Hello, dear friend, you can consult us at any time if you have any questions, add WeChat: daixieit

COMM1190: DATA, INSIGHTS, AND DECISION TERM 3 2021

SAMPLE EXAMINATION

QUESTION 1 30 MARKS

You have been brought in as a Data Science consultant on a court case. A chemical company

has been found negligent after a chemical spill at one of their plants. All that remains in the

court case is to decide on the extent of the damages for which the company is liable. One way the court has been deciding on this amount is to look at the impact the spill has had on the

value of houses located near to the chemical plant where the spill occurred.

As the expert witness, you have been asked to evaluate some alternative strategies to

estimate the impact on housing prices (price). Strategy A involves taking a sample of sales   that occurred after the spill where the houses are classified as either being close to the plant or not. This feature was designated by a variable near that was equal to 1 if the house was   deemed to be close to the chemical plant and zero otherwise. Then a regression analysis is  performed using the following model (MA):

MA: PTicei  =  β0  +  β1neaTi  +  ui.

Strategy B involves taking a sample of sales for houses near to the plant but where some   sales occurred before the spill and some after.  The variable after is equal to 1 if the house was sold after the spill and zero if the sale was before. Then a regression analysis is performed using the following model (MB):

MB: PTicei  =  β0  +  β1 afteTi  +  ui.

Part A. (5 Marks)

Explain A and B as strategies to estimate the impact of the chemical spill and critically evaluate each of them. Is either preferable to the other?

Part B. (5 Marks)

Suggest an alternative regression model that is preferable to MA given that you only have data from after the spill. Does this address all your criticisms of Strategy A that you outlined in part   (a)?

Part C. (10 Marks)

Using housing data models MA and MB are estimated, and the results given below. How do you interpret these results? (Note that PTice is expressed in $1000)

=  131.9 40.0neaT

(4.0)       (7.6)

n = 142, R2  = .165, StandaTdeTTOTS in ( . )

= 63.7 +  28.3afteT

(5.9)        (9. 1)

n = 96, R2  = .094, StandaTdeTTOTS in ( . )

Part D. (10 Marks)

Suppose you have sales both near and not near to the plant as well as sales before and after  the spill. Suggest an alternative strategy to estimate the effect of the oil spill on housing prices that is preferable to both MA and MB?

QUESTION 2 40 MARKS

During the onset of the COVID-19 pandemic, you are a junior data analyst working for a media company in Singapore. Your boss has asked you to prepare a chart to report on the latest

numbers of coronavirus cases and newly discharged COVID-19 patients in Singapore. You

came up with two charts showing the evolution of the situation over time in terms of daily new cases and daily patients discharged.

Chart 1

Chart 2

Part A. (15 Marks)

Which chart do you choose to present to your boss and explain what makes your choice a great chart?

Part B. (15 Marks)

Your boss followed up with another request and asked you to produce a chart that compares daily new cases in Singapore vs Australia.
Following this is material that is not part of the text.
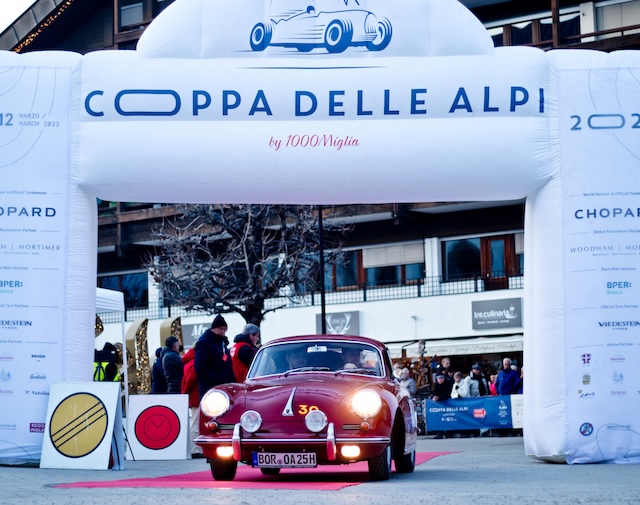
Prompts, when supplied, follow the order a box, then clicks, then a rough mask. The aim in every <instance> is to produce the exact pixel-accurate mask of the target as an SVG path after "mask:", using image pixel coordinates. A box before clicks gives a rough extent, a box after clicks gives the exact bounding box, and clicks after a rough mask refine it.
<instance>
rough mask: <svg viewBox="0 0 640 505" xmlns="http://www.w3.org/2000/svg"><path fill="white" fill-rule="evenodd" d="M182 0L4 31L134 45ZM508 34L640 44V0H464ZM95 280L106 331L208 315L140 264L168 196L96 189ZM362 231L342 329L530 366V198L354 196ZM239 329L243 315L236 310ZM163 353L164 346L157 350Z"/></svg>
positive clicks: (63, 3) (16, 26)
mask: <svg viewBox="0 0 640 505" xmlns="http://www.w3.org/2000/svg"><path fill="white" fill-rule="evenodd" d="M170 3H172V0H96V1H94V2H82V1H80V0H75V1H74V0H66V1H59V0H56V1H54V2H52V1H51V0H37V1H35V2H34V4H33V5H32V7H31V8H30V9H28V10H27V11H26V12H25V13H24V14H23V15H22V16H20V17H19V18H18V19H17V20H16V21H15V23H13V24H12V25H11V26H10V27H8V28H7V29H6V30H5V31H4V32H3V33H1V34H0V49H5V50H13V51H16V52H28V51H36V50H69V51H76V52H80V53H87V52H90V51H96V50H131V49H135V47H136V43H137V41H138V39H139V38H140V36H141V34H142V33H143V32H144V30H145V28H146V27H147V26H148V25H149V23H150V22H151V21H152V20H153V19H154V18H155V17H156V16H157V15H158V14H159V13H160V12H162V11H163V10H164V9H165V8H166V7H167V6H168V5H169V4H170ZM462 3H463V4H465V5H466V6H467V7H469V8H470V9H471V10H472V12H474V14H475V15H476V16H477V17H478V18H479V19H480V20H481V21H482V22H483V23H484V25H485V26H486V27H487V29H488V30H489V33H490V34H491V36H492V37H493V40H494V43H495V45H496V46H501V45H532V46H535V47H540V48H542V49H545V50H547V49H553V48H584V49H596V50H604V51H610V50H614V49H637V48H639V47H640V0H630V1H625V0H609V1H602V2H584V3H576V2H567V1H560V0H550V1H542V2H541V1H500V0H466V1H463V2H462ZM98 209H99V236H98V248H99V249H98V279H97V285H98V286H99V287H104V288H108V289H115V290H119V291H123V292H124V293H125V305H126V312H125V314H124V316H123V315H121V314H100V317H101V320H102V322H103V324H104V331H103V332H102V334H101V335H100V336H99V337H98V338H97V339H96V347H97V348H102V344H103V343H104V341H106V340H111V341H115V340H118V339H119V334H120V332H121V328H122V321H121V318H123V317H124V325H125V327H126V328H130V327H132V326H133V325H135V324H137V322H139V321H141V320H148V329H147V331H148V346H149V349H150V350H151V351H152V350H153V349H155V348H156V347H158V346H160V345H161V336H160V335H161V326H162V324H163V322H164V321H167V320H168V319H172V318H176V317H180V318H181V325H182V330H183V338H184V340H185V346H186V347H189V346H190V345H191V344H192V343H193V342H194V341H195V339H197V337H198V336H199V335H200V334H201V333H202V332H203V331H204V329H205V328H207V327H208V326H209V324H210V322H211V319H212V316H211V315H210V314H205V313H201V314H197V313H190V312H186V311H184V310H183V309H182V308H181V307H171V306H167V304H166V303H165V301H164V300H163V298H162V294H161V293H160V291H159V290H158V288H157V286H155V285H154V283H153V282H152V280H151V279H150V276H149V275H148V273H147V272H146V271H145V270H144V269H143V268H142V262H143V258H144V257H145V256H146V255H148V254H153V251H154V245H155V238H154V235H153V230H154V229H155V228H156V227H157V226H158V225H159V224H160V223H161V222H162V221H163V220H166V219H169V220H170V219H173V218H175V217H176V215H177V212H178V210H177V208H176V207H175V206H173V205H164V204H162V203H156V204H146V203H135V202H129V203H122V202H104V201H98ZM348 211H349V215H350V216H351V219H352V222H353V226H354V228H353V232H352V233H351V234H350V235H349V236H348V238H347V242H346V244H345V251H346V253H347V262H346V263H345V264H344V265H340V266H337V265H331V266H329V271H328V273H327V275H326V276H325V287H326V290H327V291H326V315H327V319H326V324H327V329H328V331H330V332H336V333H351V334H362V335H367V336H370V337H373V338H377V339H379V340H381V341H383V342H386V343H388V345H389V347H390V348H391V349H392V352H393V353H394V355H395V357H406V358H407V359H409V360H410V359H417V358H418V357H420V356H427V357H433V356H436V355H437V356H445V355H446V356H450V357H452V361H453V365H454V368H458V369H461V370H464V371H466V370H468V368H469V367H470V365H471V364H472V363H473V362H476V361H481V362H485V363H486V364H487V365H488V366H490V367H497V366H499V363H500V360H501V358H502V357H503V356H509V357H511V358H512V359H513V360H514V362H516V363H517V364H518V365H522V333H523V331H524V329H525V327H526V326H525V325H526V313H525V312H524V308H525V307H526V304H525V303H524V302H525V301H524V299H523V298H524V294H523V286H524V283H525V282H526V275H525V271H524V253H523V243H524V240H525V239H526V237H524V232H523V230H524V201H515V202H511V201H510V202H483V203H480V202H454V203H440V204H427V203H419V202H417V203H414V204H394V203H391V202H390V203H388V204H381V205H360V206H351V207H349V208H348ZM268 303H269V304H270V306H271V307H273V308H277V310H275V311H274V312H271V313H269V314H268V316H267V318H266V319H265V321H264V322H263V324H262V336H263V339H265V340H269V339H271V338H275V337H278V336H284V335H292V334H307V333H315V332H319V331H320V327H321V326H320V321H319V317H320V314H321V301H320V294H319V293H310V294H308V295H307V296H305V297H303V298H302V299H300V300H298V301H296V302H295V303H294V302H291V301H290V300H288V299H285V298H282V299H280V298H274V299H271V300H269V301H268ZM225 317H226V318H227V321H228V323H229V327H230V331H229V333H230V334H231V335H235V334H236V333H239V332H240V330H241V329H242V326H243V325H244V321H243V320H242V319H241V318H240V317H239V316H237V315H235V314H229V315H227V316H225ZM149 354H150V355H153V353H152V352H149Z"/></svg>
Sketch two alternative charts to address the request. For each chart, provide a brief explanation of your design choices. You can sketch the charts using pencils, pens or markers on paper, then take a picture of the charts and paste them into your solutions document.

Part C. (10 Marks)

Evaluate your two charts and explain which you would select to further develop to present to your manager.

QUESTION 3 30 MARKS

University students in a large class have access to all subject material online. To evaluate

whether students perform better in an end-of-term assignment if they review these materials prior to the due date of the assignment, consider the following model relating assignmaTK  = the assignment mark (out of 20) to a binary indicator  view  =  1 if the student viewed the material online at least once:

assignmaTK = β0  + β1 view + u.

Part A. (5 Marks)

Using data on over 200 students produces OLS estimates for this model given below. What is the literal interpretation of the estimate of β1  = 0.94?
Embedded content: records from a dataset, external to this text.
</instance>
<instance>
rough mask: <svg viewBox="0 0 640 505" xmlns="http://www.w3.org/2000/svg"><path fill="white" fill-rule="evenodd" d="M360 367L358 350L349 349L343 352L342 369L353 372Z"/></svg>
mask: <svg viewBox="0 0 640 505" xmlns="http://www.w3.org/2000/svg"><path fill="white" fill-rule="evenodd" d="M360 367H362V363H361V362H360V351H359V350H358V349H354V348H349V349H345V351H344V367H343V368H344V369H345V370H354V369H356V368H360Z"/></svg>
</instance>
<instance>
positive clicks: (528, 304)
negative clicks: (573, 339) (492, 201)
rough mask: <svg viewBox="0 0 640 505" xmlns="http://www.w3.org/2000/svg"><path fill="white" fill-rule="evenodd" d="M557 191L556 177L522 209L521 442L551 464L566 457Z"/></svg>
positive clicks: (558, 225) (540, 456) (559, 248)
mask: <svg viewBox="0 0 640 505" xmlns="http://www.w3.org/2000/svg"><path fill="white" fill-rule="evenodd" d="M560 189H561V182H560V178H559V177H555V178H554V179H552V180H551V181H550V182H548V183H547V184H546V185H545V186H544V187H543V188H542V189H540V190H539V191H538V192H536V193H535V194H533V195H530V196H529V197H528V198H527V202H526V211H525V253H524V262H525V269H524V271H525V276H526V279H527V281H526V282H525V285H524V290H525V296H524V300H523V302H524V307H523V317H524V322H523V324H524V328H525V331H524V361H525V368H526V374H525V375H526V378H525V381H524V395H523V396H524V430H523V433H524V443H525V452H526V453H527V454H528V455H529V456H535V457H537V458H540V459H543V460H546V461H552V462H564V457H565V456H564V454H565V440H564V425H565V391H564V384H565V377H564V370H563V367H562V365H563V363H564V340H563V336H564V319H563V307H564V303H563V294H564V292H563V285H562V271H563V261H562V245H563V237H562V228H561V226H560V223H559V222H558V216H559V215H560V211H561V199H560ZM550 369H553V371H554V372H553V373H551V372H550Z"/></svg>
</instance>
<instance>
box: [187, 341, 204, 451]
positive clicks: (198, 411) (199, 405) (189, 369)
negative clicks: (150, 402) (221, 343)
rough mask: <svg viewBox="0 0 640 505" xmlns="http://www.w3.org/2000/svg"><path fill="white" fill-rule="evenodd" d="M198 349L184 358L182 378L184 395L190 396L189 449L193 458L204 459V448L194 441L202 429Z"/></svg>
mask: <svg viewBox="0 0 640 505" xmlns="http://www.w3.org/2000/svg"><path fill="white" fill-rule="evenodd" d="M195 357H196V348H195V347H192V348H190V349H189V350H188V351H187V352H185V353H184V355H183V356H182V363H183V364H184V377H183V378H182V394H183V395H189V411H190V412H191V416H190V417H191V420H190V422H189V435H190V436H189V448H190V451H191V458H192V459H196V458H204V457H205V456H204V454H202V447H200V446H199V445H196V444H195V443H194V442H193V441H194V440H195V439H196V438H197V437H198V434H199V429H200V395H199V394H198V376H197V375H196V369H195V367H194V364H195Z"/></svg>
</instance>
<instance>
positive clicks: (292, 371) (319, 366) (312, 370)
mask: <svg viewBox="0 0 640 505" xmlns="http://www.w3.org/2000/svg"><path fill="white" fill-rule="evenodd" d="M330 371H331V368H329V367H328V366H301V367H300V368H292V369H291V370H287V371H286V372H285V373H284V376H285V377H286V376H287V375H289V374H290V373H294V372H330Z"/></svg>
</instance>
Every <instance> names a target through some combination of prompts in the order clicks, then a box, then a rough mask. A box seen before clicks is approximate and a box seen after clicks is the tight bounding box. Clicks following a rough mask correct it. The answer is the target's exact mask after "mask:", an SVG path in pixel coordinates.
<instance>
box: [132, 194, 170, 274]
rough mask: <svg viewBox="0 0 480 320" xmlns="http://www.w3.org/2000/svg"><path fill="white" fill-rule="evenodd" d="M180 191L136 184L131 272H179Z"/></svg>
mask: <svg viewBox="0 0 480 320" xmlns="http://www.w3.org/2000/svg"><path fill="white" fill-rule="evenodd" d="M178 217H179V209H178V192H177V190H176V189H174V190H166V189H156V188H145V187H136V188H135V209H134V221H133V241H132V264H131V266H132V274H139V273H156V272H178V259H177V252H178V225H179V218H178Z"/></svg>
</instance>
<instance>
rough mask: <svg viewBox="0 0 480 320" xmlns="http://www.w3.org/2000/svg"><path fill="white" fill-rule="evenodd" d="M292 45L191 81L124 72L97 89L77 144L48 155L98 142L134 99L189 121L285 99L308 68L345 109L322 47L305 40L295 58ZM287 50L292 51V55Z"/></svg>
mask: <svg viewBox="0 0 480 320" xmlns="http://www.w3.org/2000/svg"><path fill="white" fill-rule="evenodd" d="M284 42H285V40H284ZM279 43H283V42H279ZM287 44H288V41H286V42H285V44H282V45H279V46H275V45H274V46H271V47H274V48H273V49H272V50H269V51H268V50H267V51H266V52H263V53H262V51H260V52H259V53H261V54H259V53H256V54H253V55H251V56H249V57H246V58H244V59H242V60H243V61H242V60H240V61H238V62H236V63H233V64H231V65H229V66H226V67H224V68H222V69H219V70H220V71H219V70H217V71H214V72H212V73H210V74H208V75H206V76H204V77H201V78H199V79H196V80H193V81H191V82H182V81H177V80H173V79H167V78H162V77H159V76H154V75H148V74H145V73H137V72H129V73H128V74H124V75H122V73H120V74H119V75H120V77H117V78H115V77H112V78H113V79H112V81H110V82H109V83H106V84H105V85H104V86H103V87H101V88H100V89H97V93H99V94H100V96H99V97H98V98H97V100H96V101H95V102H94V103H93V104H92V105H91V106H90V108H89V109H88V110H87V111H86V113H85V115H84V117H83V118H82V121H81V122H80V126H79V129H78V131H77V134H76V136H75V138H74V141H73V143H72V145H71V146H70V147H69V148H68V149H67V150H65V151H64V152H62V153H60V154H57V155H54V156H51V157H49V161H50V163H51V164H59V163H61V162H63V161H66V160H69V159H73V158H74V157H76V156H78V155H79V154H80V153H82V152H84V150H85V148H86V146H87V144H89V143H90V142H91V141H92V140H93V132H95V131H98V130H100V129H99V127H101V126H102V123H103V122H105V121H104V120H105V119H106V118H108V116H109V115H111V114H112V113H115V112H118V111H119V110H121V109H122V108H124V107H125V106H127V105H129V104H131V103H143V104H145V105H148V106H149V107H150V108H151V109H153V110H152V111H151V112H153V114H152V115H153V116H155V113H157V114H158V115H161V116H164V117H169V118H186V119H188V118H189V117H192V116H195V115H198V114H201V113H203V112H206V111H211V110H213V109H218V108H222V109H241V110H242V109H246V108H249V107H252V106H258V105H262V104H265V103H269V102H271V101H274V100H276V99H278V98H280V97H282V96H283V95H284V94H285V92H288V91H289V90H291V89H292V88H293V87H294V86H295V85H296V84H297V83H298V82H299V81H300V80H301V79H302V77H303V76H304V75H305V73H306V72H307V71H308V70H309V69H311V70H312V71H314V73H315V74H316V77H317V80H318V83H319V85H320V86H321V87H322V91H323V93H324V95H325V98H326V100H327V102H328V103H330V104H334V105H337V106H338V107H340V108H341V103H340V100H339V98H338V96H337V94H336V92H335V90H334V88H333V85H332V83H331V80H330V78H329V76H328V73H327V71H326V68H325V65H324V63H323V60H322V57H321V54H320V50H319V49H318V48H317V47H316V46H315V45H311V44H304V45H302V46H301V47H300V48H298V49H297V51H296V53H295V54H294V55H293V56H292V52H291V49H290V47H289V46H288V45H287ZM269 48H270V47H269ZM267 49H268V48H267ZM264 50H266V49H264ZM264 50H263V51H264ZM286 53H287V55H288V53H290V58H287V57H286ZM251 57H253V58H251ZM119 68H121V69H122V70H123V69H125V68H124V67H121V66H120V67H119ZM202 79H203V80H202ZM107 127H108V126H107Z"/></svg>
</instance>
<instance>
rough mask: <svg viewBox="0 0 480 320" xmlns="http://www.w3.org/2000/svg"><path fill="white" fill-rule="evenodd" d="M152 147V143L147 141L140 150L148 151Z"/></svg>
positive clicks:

asslgnm(̂)ent =   15.17   +  0.94view

(0.30)     (0.39)

n = 233, R2  = 0.72, standaTdeTTOTs in ( . )

Part B. (5 Marks)

Suppose the extended model given below is estimated, where midtest  is the student’s mark  on the mid-term test and female  = 1 if the student is female.  What is the literal interpretation of the new estimate of β1 ?
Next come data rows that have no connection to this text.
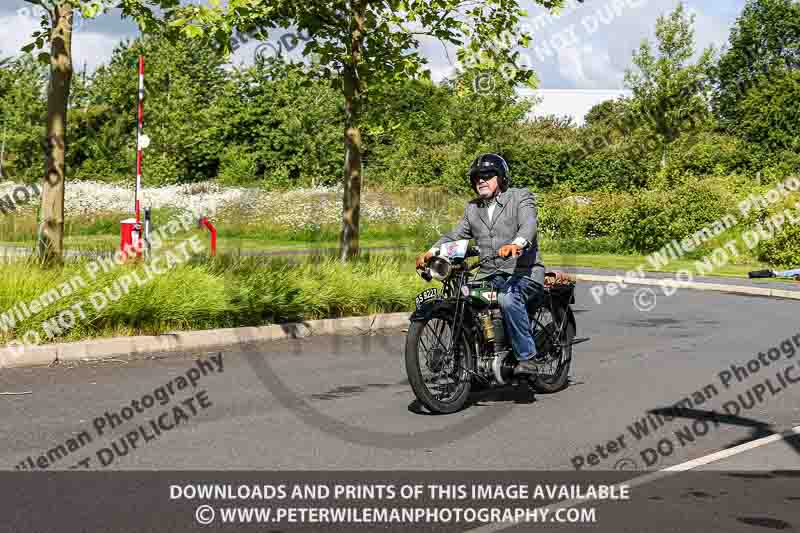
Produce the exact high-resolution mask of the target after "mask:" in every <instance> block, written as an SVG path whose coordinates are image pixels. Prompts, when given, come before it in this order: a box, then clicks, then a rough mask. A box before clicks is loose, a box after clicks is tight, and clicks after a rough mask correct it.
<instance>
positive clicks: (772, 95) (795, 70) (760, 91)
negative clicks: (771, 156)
mask: <svg viewBox="0 0 800 533" xmlns="http://www.w3.org/2000/svg"><path fill="white" fill-rule="evenodd" d="M736 113H737V114H738V115H739V117H740V118H739V123H738V124H737V125H736V132H737V133H738V134H740V135H741V136H742V137H744V138H745V139H747V140H748V141H750V142H753V143H757V144H759V145H760V146H762V147H764V148H766V149H767V150H769V151H778V150H792V151H795V152H798V153H800V70H794V71H789V72H786V71H784V70H782V69H780V70H778V71H777V72H775V73H774V74H772V75H764V76H762V77H761V78H758V79H756V80H755V84H754V86H753V87H752V88H751V89H750V90H749V91H748V92H747V96H745V98H744V99H742V100H741V101H739V103H738V105H737V106H736Z"/></svg>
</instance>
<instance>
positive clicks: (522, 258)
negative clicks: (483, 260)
mask: <svg viewBox="0 0 800 533" xmlns="http://www.w3.org/2000/svg"><path fill="white" fill-rule="evenodd" d="M496 199H497V206H496V207H495V208H494V212H493V214H492V215H493V216H492V220H489V212H488V205H487V204H486V202H485V201H484V200H483V199H481V198H475V199H473V200H470V202H469V203H468V204H467V207H466V209H464V216H463V217H462V218H461V220H460V221H459V222H458V225H456V227H455V228H453V229H452V230H451V231H449V232H448V233H445V234H444V235H442V237H441V238H440V239H439V240H438V241H436V244H434V247H439V246H441V245H442V244H443V243H445V242H450V241H458V240H461V239H475V240H476V241H477V243H478V248H480V252H481V260H483V259H484V258H487V257H494V258H495V259H494V260H492V261H488V262H487V263H485V264H484V265H483V266H481V268H480V270H479V272H478V275H477V276H476V277H475V280H481V279H485V278H487V277H490V276H492V275H494V274H496V273H497V272H506V273H509V274H517V275H522V276H525V277H527V278H530V279H532V280H533V281H536V282H538V283H539V284H541V285H544V271H545V266H544V263H543V262H542V257H541V255H540V254H539V243H538V238H537V226H538V216H537V210H536V197H535V196H534V195H533V194H532V193H531V192H530V191H529V190H528V189H525V188H509V189H507V190H506V191H505V192H502V193H500V194H499V195H498V196H497V197H496ZM517 237H522V238H523V239H525V240H527V241H528V242H529V243H531V245H530V247H528V249H527V250H526V251H525V253H523V254H522V255H520V256H519V257H513V256H509V257H506V258H503V257H499V256H498V255H497V251H498V250H499V249H500V248H501V247H502V246H504V245H506V244H511V242H512V241H513V240H514V239H515V238H517Z"/></svg>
assignmaTK = β0  + β1 view + β2midtest + β3female + u

Part C. (10 Marks)

Do you believe this new estimate of β1  can be given a causal interpretation? Justify your answer.

Part D. (10 Marks)

Consider setting up an experiment to investigate the causal impact of student reviewing the relevant material online on an assignment mark. Explain whether such an experiment is feasible and if so, discuss whether it is ethical?